There’s no doubt that Harley Quinn is one of the most popular comic book characters around. Once she was amputated from the Joker’s side, Harley’s independent journey has only become better. Harley Quinn Rebirth, however, might be too manic to make sense of. Her chaotic movements and objectives beg the question: how do you effectively write a crazedd, yet neutral, character?
Like many of the other DC Rebirth books, the Harley Quinn Rebirth #1 tries to combine the character’s origin story with the seeds of her first major story arc. Unlike last week’s Red Hood Rebirth, which brilliantly wove in Jason Todd’s origin throughout the whole book, Harley Quinn Rebirth hits you with the whole Harley mythos like a shotgun blast.
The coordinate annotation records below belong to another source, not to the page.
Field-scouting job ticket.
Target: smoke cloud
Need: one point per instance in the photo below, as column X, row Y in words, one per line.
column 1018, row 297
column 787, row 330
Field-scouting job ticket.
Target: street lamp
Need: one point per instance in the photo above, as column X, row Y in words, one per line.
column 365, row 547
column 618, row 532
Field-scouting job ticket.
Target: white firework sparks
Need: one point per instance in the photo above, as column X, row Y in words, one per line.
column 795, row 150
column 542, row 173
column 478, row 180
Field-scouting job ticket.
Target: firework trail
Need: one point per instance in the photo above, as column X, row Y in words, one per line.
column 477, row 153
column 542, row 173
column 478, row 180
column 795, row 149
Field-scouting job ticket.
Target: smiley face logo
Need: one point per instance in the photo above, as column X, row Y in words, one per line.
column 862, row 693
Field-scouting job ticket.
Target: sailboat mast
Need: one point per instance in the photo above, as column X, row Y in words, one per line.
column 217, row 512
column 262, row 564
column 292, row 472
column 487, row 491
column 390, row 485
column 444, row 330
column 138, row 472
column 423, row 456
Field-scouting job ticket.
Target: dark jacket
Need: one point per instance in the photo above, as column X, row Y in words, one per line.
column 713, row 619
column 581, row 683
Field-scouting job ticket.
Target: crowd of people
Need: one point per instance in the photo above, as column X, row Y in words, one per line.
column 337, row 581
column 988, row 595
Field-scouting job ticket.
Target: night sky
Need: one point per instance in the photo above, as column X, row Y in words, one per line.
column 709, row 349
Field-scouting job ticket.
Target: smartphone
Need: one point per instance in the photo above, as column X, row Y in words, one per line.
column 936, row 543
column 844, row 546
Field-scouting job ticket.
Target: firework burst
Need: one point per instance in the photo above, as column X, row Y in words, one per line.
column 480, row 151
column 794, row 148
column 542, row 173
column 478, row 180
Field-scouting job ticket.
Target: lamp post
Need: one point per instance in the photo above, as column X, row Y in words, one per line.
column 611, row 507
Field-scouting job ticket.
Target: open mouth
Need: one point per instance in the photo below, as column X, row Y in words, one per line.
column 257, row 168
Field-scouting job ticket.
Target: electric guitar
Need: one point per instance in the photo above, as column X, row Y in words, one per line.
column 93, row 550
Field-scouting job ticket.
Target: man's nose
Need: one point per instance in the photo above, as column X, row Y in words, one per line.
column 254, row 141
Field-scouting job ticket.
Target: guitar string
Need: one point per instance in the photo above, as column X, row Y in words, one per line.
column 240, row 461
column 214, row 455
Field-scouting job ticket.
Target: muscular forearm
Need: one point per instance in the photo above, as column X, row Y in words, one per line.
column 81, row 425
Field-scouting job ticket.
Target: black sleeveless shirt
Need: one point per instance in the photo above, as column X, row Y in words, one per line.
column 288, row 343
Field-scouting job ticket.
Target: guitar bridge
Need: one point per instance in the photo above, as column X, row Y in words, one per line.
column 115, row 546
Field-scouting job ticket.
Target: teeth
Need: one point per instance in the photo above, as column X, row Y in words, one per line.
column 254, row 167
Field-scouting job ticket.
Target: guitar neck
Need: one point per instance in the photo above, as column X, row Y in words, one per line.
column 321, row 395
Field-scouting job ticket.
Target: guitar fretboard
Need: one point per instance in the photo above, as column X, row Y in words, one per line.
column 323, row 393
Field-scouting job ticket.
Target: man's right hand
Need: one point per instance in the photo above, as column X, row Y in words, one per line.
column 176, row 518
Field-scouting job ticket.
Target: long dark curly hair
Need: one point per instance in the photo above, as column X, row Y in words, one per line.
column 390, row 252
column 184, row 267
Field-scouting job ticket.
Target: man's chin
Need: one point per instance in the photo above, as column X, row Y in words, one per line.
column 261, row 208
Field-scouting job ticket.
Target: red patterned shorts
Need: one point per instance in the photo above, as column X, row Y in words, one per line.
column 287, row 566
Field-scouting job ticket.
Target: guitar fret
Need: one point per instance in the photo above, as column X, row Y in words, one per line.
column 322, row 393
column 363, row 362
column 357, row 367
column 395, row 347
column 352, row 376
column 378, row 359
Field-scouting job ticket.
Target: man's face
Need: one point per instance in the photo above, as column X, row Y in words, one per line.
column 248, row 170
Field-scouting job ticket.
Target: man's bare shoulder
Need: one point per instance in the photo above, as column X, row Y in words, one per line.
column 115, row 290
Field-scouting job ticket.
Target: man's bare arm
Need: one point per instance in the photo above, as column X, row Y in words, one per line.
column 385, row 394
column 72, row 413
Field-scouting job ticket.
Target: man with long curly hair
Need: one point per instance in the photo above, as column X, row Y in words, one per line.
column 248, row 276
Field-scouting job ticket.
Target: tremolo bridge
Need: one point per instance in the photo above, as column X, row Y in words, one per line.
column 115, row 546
The comic starts leisurely enough, with Harley and Poison Ivy enjoying a nice spa day together. They shoot the shit, find out what’s going on in each other’s lives, and talk about butt massages. Then Ivy asks how Harley’s businesses are going, and she explains about how she also now has several crews and a building she owns.
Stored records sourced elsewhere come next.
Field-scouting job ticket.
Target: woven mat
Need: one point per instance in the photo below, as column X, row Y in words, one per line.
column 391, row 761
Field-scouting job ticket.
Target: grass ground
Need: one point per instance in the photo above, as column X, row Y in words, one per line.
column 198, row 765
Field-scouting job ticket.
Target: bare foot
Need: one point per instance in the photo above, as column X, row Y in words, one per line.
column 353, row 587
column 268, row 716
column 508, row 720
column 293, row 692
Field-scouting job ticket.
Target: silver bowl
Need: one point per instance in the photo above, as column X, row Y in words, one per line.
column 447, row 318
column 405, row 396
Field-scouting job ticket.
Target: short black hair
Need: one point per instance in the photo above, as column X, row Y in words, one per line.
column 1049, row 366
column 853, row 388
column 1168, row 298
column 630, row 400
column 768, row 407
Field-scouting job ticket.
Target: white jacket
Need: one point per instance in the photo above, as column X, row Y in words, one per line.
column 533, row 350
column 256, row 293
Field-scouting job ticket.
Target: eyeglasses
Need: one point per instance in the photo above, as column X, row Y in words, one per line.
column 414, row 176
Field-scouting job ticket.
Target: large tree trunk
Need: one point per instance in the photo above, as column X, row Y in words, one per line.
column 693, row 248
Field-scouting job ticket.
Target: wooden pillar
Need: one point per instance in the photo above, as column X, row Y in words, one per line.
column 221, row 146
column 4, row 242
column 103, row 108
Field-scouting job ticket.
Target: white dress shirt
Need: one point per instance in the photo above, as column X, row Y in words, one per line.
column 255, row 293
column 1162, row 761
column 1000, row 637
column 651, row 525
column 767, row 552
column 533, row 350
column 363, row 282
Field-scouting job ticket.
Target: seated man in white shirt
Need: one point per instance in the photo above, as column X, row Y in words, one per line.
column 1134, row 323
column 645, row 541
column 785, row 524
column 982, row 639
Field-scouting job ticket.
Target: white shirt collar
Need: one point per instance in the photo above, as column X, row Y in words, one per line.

Then there’s a quick transition to her new origin story, an introduction to her circus buddies, and then another introduction to her “Gang a’ Harleys”. That’s before bringing in mentions of Power Girl and Poison Ivy to complete the crew. Only it doesn’t stop there. The audience she is addressing that night is comprised of her most recent romantic suitor, Red Tool (who’s been around for a couple issues now), and an actual genie named Jimm Salabim.
Her entire story, from her origins to her most recent comic arcs, are delivered in such a way that the reader is lucky to understand half the characters who make appearances in the book. While the introductions are meant to be as fun as possible, with Harley’s commentary on each of her newfound family members, there’s just not enough time or reason for them to be introduced all at once as they are. After all, most of them disappear once the zombies show up.
It’s not to say the issue is bad, per se. Harley’s characterization continues to evolve, and it’s interesting to see a mini Harley-verse develop within the larger DC comics universe. The art style is equally popping and zany, with the mayhem brought on by the sudden zombie invasion pretty in-line with the new Harley stories. The problem with this issue is that of the many Rebirth number ones, Harley Quinn Rebirth might have inadvertently become one of the deep cuts in the DC Rebirth library.
It makes sense given that Harley is a character with a devout fan following. Her character has fans who have followed her through much of her comics and spinoffs, and are probably better versed in the many characters and backstories. But as Suicide Squad hits theaters, there’s no doubt that DC Comics is capitalizing on the crossover appeal between the film and the comics, and I’m just not convinced that Harley Quinn Rebirth is the comic to ease in new fans.
As a series, it’s a testament to how far Harley Quinn as a character has come from being just the Joker’s sexy sidekick. It’s really great knowing that Harley is at the center of a fun universe full of characters and villains. Unfortunately as the first issue to a very important relaunch for DC’s library, it might be just a bit too much to have new readers begin with Harley Quinn Rebirth.